İTİBAR’IN BİLİNÇ-ALTI: SELAHATTİN YUSUF VE HAŞMET BABAOĞLU

İtibar, malum, Dergâh’tan ayrılan İbrahim Tenekeci ve ekibi tarafından kuruldu; kısa zamanda da okunur, takip edilir olmayı başardı. Tabii İbrahim Tenekeci’nin dergicilik geçmişi Dergâh deneyiminden ibaret değil, o, yakın bir geçmişte Kırklar’ın da editörlüğünü yüklenmişti. Ama Kırklar’la İtibar’ın arasında şöyle bir fark var, Kırklar, Dergâh’ın pilot dergisi görevi güdüyor, Dergâh’a şair-yazar yetiştiriyordu: İtibar ise Dergâh’la ilişkisini kesmiş bir Tenekeci ve çevresince çıkarılıyor, yani bütün mevcut performans, buraya akıyor.

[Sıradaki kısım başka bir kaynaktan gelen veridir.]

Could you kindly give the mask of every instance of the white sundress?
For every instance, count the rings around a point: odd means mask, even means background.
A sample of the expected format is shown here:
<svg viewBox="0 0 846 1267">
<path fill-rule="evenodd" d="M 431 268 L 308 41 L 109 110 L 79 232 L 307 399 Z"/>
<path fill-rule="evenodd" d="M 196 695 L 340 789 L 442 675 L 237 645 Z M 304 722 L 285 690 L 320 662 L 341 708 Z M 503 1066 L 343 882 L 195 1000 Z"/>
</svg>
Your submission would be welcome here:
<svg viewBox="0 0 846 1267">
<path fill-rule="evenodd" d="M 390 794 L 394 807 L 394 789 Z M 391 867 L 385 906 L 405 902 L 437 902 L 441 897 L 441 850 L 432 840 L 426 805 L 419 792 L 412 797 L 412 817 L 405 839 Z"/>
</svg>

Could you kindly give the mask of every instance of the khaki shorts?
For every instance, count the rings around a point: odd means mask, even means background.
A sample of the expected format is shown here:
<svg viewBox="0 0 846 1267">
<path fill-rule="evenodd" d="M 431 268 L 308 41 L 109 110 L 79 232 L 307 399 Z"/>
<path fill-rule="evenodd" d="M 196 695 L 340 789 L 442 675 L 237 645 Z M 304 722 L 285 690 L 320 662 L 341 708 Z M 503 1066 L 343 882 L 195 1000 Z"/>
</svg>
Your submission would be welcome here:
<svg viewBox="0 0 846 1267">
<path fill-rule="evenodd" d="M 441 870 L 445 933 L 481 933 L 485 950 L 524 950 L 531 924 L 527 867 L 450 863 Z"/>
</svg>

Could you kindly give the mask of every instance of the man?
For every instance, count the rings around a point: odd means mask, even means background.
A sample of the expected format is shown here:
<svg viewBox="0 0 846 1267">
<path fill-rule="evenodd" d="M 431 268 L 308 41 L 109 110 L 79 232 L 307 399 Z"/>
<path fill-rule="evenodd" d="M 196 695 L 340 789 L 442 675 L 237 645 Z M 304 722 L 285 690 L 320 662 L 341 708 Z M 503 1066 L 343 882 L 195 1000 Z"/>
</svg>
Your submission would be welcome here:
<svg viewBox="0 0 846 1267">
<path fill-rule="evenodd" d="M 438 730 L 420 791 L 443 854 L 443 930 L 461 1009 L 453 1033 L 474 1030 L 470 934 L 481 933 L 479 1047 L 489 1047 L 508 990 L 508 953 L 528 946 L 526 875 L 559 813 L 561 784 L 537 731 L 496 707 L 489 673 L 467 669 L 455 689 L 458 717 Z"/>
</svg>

      İbrahim Tenekeci, İtibar’da, gene önceki deneyimlerinin aksine, sadece Anadolucu çevreyi kucaklamıyor, bunun yanında İslami camianın isim yapmış, saygın şair-yazarlarına da kendini kucaklatıyor. Zaten İtibar’ı gündemde tutan asıl şey de bu. Cevdet Karal’dan Hüseyin Atlansoy'a, Cemal Şakar'dan Güray Süngü’ye, onlardan Atasoy Müftüoğlu'na pek çok imza yer alıyor İtibar sayfalarında. Ama burada bir ayrıntıya dikkat çekmeliyim; İtibar’ı okumamızı sağlayan bu ve daha pek çok kalemin hiçbiri, derginin asli-genç yazar kadrosundan değil. Hepsi yaşını başını almış, kendini çoktan ispatlamış kalemler. İtibar’ın işi bunlarla götürmesi, ilk kitaplarını çıkarmış gençlerinden yeterli verim alamaması ve yeni kalemler çıkaracak bir çapta olmaması; dergi adına büyük handikap. Bizzat İbrahim Tenekeci tarafından yetiştirilmiş gençler, dergiye dışarıdan destek veren ustaların arasında eziliyorlar. Bu yüzden dergi, içerideki açıkları dış desteklerle kapatmak zorunda kalıyor. Bir sohbetimizde Abdullah İlhan'ın da söylediği gibi, Kırklar’da yetişen gençlerden verim alamayan İtibar, ayrıca, yeni gençler keşfetme peşine düşmüyor. Bizce doğrusunu da yapıyor, çünkü genç yetiştirmek, üstat işidir.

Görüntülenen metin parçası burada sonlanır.